Day Three of the Environment Assembly: highlights

World governments called for “rapid, large-scale and co-ordinated action against pollution” on Wednesday, capping the United Nations Environment Assembly with a strong commitment to protect human health and our common environment from an existential threat.

“We the world’s ministers of the environment, believe that every one of us should be able to live in a clean environment. Any threat to our environment is a threat to our health, our society, our ecosystems, our economy, our security, our well-being and our very survival,” they said in a declaration after the three-day meeting in Nairobi, Kenya.

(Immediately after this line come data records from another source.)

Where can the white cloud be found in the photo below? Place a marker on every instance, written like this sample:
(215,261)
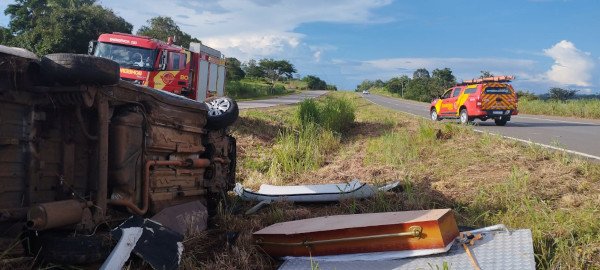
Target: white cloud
(250,29)
(571,66)
(463,68)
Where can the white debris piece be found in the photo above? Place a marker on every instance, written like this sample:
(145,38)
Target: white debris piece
(311,193)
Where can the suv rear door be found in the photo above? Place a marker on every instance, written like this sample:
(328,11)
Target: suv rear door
(498,96)
(449,104)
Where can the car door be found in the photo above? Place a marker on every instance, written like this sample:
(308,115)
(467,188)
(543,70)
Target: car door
(449,101)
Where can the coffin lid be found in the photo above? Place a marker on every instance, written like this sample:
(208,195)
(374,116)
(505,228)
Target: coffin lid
(340,222)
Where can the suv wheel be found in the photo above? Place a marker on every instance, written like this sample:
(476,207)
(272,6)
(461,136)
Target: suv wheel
(500,121)
(464,117)
(434,115)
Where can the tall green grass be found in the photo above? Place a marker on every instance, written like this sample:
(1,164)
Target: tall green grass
(318,133)
(563,237)
(584,108)
(332,113)
(241,89)
(297,151)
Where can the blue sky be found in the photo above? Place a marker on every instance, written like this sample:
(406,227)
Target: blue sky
(545,43)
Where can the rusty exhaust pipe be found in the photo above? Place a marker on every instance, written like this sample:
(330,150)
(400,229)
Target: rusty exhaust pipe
(192,163)
(55,214)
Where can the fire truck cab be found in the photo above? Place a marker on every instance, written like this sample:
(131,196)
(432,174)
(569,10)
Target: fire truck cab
(196,73)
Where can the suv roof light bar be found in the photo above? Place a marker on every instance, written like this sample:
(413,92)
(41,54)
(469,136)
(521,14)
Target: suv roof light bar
(489,79)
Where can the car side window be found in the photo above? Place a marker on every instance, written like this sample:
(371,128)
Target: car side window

The Assembly brought together hundreds of policymakers and scientists, business and civil society leaders to identify ways to combat the pollution and contamination that pushes millions of people into an early grave each year, and is degrading Earth’s resources and life-support systems.

The ministers pledged a raft of measures, including stepped-up monitoring of pollution, efforts to promote more sustainable lifestyles and reduce waste and better management of chemicals. Businesses, civil society and individuals all had a responsibility to act, they said.

Delegates also drew up a raft of resolutions reinforcing the commitment to tackle air, water and soil pollution as well as the contamination of the ocean with plastics and other waste.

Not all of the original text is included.